LLM Inference Engines

Why this matters: The inference engine you pick determines your throughput, latency, hardware compatibility, and operational complexity. vLLM is the default for a reason — but it’s not always the best choice. This file compares the six major engines and when to pick each.

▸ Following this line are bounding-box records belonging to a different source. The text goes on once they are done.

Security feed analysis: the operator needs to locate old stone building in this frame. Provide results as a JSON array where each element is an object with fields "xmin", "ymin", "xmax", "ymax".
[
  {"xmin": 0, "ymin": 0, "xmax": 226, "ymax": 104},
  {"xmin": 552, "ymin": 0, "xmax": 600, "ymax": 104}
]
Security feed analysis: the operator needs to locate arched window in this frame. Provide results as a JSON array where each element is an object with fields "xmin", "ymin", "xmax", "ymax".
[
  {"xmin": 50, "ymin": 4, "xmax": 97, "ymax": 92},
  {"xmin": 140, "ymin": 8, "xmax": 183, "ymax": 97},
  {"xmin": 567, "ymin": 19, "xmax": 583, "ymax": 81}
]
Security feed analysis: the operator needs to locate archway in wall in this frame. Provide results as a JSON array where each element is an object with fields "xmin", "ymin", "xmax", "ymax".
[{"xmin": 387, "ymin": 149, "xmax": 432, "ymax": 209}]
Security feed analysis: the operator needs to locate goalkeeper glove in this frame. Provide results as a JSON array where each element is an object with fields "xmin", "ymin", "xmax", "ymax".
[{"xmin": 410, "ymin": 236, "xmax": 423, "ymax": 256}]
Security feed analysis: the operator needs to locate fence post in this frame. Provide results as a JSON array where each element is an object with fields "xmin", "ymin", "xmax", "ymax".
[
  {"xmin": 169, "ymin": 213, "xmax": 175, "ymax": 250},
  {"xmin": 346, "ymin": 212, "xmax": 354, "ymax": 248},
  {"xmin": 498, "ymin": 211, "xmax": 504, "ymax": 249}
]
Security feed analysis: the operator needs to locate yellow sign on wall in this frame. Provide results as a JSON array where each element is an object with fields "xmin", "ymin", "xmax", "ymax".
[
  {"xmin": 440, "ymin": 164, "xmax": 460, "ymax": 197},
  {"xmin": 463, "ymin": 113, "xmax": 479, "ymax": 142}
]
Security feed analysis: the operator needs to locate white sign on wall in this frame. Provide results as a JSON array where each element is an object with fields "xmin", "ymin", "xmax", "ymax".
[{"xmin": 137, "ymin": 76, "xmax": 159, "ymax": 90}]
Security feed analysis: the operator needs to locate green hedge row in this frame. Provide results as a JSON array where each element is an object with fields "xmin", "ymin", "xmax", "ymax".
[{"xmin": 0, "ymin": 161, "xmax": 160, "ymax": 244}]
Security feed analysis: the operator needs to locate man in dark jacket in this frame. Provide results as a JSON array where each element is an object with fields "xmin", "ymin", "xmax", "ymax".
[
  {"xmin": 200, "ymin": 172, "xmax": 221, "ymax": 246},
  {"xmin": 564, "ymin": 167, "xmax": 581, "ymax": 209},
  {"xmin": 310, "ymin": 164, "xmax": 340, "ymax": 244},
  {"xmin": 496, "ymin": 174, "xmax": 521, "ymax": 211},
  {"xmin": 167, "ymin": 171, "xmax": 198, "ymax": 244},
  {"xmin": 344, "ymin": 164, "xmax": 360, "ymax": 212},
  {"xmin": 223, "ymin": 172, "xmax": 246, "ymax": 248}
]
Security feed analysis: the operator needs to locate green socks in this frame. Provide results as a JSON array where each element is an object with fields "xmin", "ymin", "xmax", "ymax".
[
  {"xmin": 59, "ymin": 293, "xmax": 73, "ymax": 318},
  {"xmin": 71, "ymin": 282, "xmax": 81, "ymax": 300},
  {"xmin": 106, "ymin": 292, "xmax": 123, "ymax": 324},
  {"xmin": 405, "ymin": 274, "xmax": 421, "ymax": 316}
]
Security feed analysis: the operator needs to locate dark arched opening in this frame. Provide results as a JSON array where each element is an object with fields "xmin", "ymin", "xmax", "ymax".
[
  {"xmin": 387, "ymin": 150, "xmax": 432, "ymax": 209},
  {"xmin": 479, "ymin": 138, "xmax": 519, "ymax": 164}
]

Prerequisites: ai-infra.md — vLLM startup, cold start anatomy, continuous batching, prefix caching. ml.md — model architectures, Transformer attention.


Overview

EngineMaintainerKey InnovationBest ForGPU Required
vLLM 1UC Berkeley / communityPagedAttention, continuous batchingProduction serving, broad model supportYes
SGLang 2Stanford / communityRadixAttention, structured generationLow-latency serving, structured outputsYes
TensorRT-LLM 3NVIDIAKernel fusion, inflight batchingMax throughput on NVIDIA hardwareNVIDIA only
TGI (Text Gen Inf.) 4HuggingFaceDeep HF integration, watermarkingQuick setup from HF HubYes
Ollama 5CommunityOne-command local serving, built-in model libraryLocal dev, demos, CPU+GPU hybridOptional (CPU works)
llama.cpp 6CommunityCPU-first, GGUF quantizationCPU inference, edge, laptopNo

vLLM

The current standard for production LLM serving. Its key innovation is PagedAttention — managing the KV cache in non-contiguous pages, similar to virtual memory in operating systems. This eliminates fragmentation and enables near-optimal memory utilization.

What it does well:

  • Broadest model support of any engine (500+ architectures via HF integration).
  • Continuous batching with iteration-level scheduling.
  • Automatic Prefix Caching (APC) for shared-prompt workloads.
  • Multi-GPU support (TP, PP, DP) with minimal config.
  • OpenAI-compatible API (/v1/chat/completions, /v1/embeddings).
  • GPU Memory Snapshots (Modal) for sub-30s cold starts.
  • Active development: releases every 2-3 weeks.

Where it falls short:

  • Python-based scheduling overhead — SGLang and TRT-LLM have lower scheduling latency.
  • No structured generation (constrained decoding) built-in — relies on outlines/lm-format-enforcer integrations.
  • Guided decoding (JSON mode, regex) is less mature than SGLang.
  • Memory overhead from Python runtime (~1-2 GiB).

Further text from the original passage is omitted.